Intergenerational transmission refers to offspring inheriting behaviors and characteristics from parents through genetic and non-genetic pathways (6). Numerous studies have reported on the intergenerational continuities in psychopathology (712). Recent large-sample studies have revealed that children with parents who have a history of psychiatric hospitalization are at 2–3 times higher risk of developing mental illness in adolescence compared with those whose parents do not (13). Children who have experienced a parental suicide attempt during early childhood are likely to exhibit suicide attempts in their adolescence (14). Thus, intergenerational transmission of psychopathology is likely one of the crucial topics in current psychiatry (12). Furthermore, children tend to experience social interactions that are similar to those of their parents. For instance, it has been reported that families with a parent who was abused in childhood are confronted with a higher incidence of maltreatment than those with no abused parent (15, 16). Aside from maltreatment, variations in parenting behavior in a normative range, such as affection and harsh discipline, also seem to be transmitted intergenerationally (1720). In addition, children whose fathers have experienced peer rejection in childhood are reportedly more likely to be victims of bullying themselves (21).

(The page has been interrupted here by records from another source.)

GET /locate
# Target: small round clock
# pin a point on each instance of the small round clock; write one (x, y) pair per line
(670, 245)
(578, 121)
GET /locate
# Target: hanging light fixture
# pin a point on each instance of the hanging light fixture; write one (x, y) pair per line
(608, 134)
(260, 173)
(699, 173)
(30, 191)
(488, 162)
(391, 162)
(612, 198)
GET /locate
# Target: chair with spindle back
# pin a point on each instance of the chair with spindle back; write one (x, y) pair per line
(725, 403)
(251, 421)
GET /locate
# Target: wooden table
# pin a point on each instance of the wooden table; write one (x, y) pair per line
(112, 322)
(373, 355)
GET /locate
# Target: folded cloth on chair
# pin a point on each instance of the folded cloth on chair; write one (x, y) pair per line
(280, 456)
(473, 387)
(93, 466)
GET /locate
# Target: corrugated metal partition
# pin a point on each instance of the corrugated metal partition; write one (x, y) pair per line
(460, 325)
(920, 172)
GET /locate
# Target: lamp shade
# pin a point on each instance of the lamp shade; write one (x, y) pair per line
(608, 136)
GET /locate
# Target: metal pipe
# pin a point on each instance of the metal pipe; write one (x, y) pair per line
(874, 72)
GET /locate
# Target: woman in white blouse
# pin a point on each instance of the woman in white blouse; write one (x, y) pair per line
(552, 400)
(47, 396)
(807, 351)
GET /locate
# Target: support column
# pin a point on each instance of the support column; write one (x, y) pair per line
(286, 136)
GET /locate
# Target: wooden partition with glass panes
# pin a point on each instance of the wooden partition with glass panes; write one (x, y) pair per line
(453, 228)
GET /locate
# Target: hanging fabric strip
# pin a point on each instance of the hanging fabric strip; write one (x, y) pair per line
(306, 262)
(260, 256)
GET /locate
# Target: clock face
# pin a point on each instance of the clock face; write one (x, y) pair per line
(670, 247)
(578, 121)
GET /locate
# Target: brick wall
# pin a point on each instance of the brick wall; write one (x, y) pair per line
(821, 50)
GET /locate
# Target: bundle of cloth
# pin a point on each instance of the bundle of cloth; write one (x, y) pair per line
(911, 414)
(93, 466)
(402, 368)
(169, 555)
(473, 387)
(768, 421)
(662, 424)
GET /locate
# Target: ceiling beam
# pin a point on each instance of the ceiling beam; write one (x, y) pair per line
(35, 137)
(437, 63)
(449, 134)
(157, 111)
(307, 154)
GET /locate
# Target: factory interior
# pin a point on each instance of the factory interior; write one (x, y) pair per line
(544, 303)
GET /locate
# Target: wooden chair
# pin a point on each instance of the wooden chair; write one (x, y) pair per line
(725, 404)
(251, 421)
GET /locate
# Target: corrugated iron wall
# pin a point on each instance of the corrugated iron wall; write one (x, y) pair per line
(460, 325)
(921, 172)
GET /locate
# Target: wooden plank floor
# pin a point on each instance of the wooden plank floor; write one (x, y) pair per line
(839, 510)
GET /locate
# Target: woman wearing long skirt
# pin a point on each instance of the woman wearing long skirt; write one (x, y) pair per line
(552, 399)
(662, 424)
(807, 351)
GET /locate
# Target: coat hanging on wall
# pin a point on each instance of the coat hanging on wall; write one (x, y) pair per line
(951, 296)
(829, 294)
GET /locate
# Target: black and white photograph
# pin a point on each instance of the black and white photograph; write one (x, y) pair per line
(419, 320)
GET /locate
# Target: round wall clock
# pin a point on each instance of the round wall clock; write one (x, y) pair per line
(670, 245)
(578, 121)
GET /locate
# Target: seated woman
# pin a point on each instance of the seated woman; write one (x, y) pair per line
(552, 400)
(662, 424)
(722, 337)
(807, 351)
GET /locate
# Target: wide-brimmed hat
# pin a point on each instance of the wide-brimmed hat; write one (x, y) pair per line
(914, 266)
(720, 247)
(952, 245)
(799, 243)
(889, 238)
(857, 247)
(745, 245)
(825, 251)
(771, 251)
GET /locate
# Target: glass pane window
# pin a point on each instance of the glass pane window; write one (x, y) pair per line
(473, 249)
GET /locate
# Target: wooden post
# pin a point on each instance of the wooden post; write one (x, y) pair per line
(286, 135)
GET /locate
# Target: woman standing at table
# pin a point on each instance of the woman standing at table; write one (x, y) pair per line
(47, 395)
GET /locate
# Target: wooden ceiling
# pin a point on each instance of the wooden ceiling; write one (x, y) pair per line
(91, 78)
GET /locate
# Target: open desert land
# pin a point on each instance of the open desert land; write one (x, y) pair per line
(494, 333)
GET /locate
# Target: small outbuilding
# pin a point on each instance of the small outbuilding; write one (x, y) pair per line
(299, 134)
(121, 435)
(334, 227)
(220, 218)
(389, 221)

The experience of psychopathology or social interactions, as well as the effect of the experience could be inherited by offspring. Intergenerational transmission of trauma effect (intergenerational trauma) means that individuals’ adverse experiences, particularly in their childhood, affect their offspring (22). Adverse childhood experiences (ACEs) refer to exposure to threat and/or deprivation during childhood, including physical, psychological, or sexual abuse, and household dysfunction such as mental illness, substance abuse, criminal behavior, and violence between family members (23). Many recent studies have demonstrated the associations between maternal ACEs and offspring’s behavioral and neural phenotypes. For example, maternal ACEs are positively correlated with internalizing or externalizing symptoms and negatively correlated with resilience and self-affirmation in offspring (24, 25). However, it remains unclear what mechanisms are in place for parents and offspring to have the same experiences, or for the effect of parental life experiences to be passed on to offspring.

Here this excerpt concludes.